石巻日日新聞

石巻市 旧観慶丸商店 常設展備え11月3日再開館

1階は芸術活動に貸館

石巻市 教育・文化 石巻日日新聞 10月31日(火) 15時18分 配信
11月3日に再開館する旧観慶丸商店

 文化交流施設として活用する石巻市指定文化財の「旧観慶丸商店」=中央三丁目=が、11月3日に再開館する。災害復旧工事を経て今年4月2日に開館したが、総合芸術祭「リボーンアート・フェスティバル」(7月22日―9月10日)への貸館対応で一時休館していた。1階は市民の芸術活動などに貸し出し、2階は常設展示スペースとする。

 旧観慶丸商店は木造3階建て、延べ床面積約790平方メートルの店舗兼住宅。石巻で最初の百貨店として昭和5年に建てられ、後に陶器店となった。タイル張りの外壁やスペイン瓦の屋根、アーチ窓などが洋風建築を思わせる。

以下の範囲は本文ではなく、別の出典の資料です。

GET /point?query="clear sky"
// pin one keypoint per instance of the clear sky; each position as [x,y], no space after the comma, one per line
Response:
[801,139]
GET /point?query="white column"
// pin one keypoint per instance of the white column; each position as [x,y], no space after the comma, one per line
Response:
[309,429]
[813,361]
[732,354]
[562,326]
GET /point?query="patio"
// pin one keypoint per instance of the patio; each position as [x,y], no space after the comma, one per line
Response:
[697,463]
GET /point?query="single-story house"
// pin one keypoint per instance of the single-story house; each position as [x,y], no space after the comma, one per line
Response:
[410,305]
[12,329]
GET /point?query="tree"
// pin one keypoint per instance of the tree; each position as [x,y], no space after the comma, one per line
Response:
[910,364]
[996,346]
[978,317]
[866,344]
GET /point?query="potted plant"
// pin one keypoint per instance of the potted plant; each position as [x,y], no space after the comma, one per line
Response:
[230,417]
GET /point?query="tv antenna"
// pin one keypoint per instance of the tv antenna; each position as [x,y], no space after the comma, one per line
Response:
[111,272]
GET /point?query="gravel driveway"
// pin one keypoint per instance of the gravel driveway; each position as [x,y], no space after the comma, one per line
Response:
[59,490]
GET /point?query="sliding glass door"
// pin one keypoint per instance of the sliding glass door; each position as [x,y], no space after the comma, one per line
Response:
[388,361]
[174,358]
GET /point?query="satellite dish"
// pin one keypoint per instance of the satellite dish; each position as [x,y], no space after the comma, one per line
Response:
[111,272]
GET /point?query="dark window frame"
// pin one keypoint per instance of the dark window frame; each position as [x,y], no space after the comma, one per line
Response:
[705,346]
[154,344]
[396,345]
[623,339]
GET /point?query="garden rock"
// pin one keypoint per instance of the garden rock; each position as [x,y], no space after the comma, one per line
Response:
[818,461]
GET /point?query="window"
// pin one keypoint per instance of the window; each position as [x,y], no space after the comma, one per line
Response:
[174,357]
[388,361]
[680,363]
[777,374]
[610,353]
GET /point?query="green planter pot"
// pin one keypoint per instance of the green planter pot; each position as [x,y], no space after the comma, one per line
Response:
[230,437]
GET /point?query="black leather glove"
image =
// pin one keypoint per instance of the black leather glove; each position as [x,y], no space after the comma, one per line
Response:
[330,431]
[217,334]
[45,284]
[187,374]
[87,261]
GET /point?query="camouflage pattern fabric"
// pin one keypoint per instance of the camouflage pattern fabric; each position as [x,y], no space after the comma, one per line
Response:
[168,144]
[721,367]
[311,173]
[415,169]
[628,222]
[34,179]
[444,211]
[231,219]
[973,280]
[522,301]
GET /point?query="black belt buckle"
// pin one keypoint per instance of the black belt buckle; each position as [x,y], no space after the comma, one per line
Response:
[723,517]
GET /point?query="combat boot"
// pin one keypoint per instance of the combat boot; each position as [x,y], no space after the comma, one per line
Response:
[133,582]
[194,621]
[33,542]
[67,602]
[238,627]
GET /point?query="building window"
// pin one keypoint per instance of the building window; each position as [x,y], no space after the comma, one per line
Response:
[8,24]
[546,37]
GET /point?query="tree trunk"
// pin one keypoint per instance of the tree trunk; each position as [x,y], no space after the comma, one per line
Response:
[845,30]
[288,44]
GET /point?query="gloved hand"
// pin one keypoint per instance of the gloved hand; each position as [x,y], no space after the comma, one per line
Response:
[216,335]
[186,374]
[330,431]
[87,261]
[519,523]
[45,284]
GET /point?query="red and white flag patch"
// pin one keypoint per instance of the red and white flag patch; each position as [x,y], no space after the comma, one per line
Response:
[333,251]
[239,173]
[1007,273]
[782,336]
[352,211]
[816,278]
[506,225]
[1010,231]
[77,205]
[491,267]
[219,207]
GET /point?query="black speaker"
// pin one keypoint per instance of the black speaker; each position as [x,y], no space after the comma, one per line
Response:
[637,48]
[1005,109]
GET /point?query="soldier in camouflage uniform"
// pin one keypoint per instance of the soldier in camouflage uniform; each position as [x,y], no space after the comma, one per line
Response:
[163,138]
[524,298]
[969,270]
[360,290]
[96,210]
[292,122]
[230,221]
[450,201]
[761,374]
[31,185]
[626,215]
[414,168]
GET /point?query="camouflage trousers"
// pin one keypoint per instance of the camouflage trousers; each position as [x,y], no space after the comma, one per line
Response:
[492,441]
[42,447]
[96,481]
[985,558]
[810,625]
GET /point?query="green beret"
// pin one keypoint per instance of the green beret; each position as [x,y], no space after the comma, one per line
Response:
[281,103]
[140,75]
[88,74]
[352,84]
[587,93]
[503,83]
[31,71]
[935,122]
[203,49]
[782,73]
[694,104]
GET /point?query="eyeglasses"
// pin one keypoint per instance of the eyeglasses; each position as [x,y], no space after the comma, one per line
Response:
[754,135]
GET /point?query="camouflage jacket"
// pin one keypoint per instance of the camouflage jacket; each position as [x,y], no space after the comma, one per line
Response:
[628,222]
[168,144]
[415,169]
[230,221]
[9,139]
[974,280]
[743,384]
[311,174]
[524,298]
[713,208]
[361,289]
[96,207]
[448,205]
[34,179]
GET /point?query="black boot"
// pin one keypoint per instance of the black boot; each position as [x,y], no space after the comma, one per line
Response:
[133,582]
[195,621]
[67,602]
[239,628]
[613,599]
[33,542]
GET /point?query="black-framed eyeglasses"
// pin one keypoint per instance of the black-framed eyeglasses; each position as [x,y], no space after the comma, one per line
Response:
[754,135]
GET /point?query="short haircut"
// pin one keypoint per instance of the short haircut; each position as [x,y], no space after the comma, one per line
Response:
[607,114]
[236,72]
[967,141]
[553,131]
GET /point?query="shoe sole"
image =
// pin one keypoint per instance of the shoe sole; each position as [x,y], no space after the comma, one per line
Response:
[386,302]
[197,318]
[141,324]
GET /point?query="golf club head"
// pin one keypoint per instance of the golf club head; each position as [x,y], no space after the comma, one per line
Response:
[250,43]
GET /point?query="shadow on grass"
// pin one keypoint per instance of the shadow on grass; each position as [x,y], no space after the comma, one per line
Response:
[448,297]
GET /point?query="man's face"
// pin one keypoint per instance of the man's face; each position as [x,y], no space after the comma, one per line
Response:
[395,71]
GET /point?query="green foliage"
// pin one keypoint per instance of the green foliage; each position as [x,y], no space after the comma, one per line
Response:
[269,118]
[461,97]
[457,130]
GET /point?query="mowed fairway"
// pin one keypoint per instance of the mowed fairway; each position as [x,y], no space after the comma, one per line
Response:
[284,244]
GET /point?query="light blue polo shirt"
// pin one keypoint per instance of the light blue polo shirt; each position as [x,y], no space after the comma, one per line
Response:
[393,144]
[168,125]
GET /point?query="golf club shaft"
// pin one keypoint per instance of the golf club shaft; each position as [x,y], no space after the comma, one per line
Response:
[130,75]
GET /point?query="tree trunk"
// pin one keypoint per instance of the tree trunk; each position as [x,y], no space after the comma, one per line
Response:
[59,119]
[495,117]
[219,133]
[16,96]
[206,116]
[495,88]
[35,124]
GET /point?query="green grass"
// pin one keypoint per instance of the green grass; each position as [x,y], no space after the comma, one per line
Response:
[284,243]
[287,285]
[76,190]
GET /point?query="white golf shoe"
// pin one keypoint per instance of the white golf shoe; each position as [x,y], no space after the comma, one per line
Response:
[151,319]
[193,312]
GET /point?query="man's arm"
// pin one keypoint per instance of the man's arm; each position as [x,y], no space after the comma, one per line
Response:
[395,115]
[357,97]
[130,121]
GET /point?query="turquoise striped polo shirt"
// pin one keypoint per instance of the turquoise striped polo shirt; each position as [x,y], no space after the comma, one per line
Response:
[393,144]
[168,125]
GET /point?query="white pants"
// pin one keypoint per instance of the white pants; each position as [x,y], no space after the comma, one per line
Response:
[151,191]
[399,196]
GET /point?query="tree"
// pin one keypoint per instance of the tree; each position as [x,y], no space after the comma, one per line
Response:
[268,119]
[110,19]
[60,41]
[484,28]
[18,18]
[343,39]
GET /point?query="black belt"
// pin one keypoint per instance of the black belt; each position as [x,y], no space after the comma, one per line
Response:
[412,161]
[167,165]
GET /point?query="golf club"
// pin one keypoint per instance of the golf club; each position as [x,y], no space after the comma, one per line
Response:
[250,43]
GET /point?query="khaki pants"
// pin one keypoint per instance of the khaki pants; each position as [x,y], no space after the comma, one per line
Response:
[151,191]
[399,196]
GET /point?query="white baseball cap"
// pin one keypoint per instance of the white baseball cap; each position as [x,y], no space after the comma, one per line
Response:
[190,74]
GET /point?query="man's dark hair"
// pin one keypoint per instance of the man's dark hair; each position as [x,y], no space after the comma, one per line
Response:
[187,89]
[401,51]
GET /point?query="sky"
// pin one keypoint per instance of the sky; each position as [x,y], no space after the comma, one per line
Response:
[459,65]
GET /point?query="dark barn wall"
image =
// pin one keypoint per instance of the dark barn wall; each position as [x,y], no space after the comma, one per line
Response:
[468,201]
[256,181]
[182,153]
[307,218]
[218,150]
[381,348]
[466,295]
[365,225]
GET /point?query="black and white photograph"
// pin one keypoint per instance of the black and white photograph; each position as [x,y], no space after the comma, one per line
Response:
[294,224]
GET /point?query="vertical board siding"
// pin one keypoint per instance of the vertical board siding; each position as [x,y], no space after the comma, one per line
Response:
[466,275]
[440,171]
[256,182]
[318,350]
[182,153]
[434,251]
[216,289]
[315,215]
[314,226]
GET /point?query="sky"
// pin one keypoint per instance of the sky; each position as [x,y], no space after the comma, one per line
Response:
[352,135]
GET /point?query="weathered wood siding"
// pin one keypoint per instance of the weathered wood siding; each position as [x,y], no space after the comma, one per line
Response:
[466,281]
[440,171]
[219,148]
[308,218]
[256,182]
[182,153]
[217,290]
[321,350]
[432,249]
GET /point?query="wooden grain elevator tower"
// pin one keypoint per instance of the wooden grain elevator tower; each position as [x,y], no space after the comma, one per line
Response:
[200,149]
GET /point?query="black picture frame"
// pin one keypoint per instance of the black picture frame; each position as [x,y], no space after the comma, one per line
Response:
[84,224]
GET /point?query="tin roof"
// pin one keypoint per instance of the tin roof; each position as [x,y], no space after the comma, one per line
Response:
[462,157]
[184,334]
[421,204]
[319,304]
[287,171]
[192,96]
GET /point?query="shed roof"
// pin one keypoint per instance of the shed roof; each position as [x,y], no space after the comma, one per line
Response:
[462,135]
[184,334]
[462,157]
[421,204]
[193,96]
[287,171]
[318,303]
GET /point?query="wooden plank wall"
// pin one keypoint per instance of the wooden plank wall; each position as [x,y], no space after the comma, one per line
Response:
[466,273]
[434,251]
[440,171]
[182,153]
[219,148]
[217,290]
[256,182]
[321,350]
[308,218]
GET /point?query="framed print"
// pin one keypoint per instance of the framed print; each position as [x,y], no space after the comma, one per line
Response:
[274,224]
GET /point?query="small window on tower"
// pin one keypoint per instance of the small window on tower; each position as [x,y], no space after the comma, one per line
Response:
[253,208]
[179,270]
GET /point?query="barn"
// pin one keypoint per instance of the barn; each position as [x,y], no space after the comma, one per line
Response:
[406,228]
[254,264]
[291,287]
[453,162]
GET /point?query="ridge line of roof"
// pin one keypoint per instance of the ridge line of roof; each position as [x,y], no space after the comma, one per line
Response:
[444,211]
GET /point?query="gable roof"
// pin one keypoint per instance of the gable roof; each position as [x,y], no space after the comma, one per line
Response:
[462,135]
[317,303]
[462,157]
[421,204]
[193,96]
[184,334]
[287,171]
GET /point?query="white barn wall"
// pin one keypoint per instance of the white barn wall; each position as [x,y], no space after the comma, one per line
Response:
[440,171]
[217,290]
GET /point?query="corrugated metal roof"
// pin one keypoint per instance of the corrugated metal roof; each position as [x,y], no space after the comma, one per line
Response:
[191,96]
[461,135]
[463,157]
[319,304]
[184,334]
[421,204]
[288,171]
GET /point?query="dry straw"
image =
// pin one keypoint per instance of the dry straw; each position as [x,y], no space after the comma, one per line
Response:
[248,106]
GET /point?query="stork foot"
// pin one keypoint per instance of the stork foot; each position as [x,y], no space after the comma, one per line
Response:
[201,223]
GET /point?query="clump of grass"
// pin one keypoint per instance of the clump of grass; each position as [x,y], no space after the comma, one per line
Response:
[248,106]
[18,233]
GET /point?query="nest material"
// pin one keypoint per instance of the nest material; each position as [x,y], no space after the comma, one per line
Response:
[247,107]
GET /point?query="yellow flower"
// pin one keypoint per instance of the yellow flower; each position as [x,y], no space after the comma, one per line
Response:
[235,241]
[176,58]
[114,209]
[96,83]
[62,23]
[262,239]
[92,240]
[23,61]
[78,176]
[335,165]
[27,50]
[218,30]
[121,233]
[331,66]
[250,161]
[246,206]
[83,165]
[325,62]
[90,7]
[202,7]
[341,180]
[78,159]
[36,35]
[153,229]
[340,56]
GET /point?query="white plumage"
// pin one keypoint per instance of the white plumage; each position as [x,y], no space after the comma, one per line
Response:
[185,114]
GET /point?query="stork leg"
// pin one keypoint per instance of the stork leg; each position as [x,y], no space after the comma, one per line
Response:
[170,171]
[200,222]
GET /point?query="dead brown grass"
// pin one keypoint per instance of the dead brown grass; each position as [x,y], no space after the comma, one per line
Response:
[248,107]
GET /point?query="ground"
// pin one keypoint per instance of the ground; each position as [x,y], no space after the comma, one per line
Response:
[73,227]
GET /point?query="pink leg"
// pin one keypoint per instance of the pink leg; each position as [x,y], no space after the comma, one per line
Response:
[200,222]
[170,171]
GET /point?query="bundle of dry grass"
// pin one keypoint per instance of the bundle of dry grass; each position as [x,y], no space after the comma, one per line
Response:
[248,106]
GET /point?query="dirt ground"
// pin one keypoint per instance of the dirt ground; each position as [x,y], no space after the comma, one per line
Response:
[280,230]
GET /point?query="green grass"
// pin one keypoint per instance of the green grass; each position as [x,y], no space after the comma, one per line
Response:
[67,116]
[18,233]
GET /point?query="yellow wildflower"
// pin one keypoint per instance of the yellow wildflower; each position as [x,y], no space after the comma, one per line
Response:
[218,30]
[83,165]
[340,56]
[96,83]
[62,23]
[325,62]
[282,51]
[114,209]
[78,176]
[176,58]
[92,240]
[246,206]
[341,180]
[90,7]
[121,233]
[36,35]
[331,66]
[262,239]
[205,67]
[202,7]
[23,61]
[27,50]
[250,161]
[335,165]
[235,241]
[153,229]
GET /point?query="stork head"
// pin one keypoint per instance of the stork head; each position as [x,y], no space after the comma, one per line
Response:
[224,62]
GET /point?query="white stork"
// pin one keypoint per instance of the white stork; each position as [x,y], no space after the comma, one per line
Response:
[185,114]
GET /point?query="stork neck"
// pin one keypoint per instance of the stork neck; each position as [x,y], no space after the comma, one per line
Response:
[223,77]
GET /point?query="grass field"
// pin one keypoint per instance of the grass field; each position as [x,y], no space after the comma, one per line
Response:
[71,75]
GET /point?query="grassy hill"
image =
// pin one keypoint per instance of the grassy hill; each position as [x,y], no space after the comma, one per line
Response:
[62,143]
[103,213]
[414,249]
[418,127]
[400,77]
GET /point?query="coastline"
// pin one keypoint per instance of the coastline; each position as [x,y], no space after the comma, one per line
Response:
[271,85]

 外観がそのまま広告となる「看板建築」であり、かつての港町の繁栄を象徴する貴重な建物。震災の津波で被災して1階が浸水しており、市は所有者から寄付を受けて平成27年に文化財指定するとともに、公共施設としての活用を前提に補強や修復を進めた。

 1階の文化交流スペースは、事前の申し込みにより文化芸術団体の作品展示などに1時間500円、1日5千円で貸付。開館時間は午前9時―午後5時とし、同スペースでの催事は9時まで利用延長できる。2階は旧観慶丸商店を建設した職人が残した棟札やわらに包まれたまま残っていた陶器など関係資料のほか、民俗・考古資料の毛利コレクションなどを常設展示する。

 入場無料で、1階は催事ごとに主催者が設定する。年度内は市の直営で職員を配置するが、30年度からは民間への管理委託を予定しており、指定管理者の選定が進められている。

 再開館を記念し、3日の午前10時半と午後2時半に2階の展示解説を行う。また普段は立ち入りできない2階和室や3階を特別公開する。申込みは終了したが、定員に余裕があり、希望者は市教育委員会生涯学習課(電話95―1111内・線5056)まで。今後も年に数回程度公開する予定だ。

 さらに6日まで1階で石巻地区華道協会のいけばな展を開催。入場料300円。いずれも午前10時から3、5日が午後6時、4、6日が5時まで。2階では、金華山灯台の誕生から6月に国の登録有形文化財になるまでの歩みをたどるパネル展がある。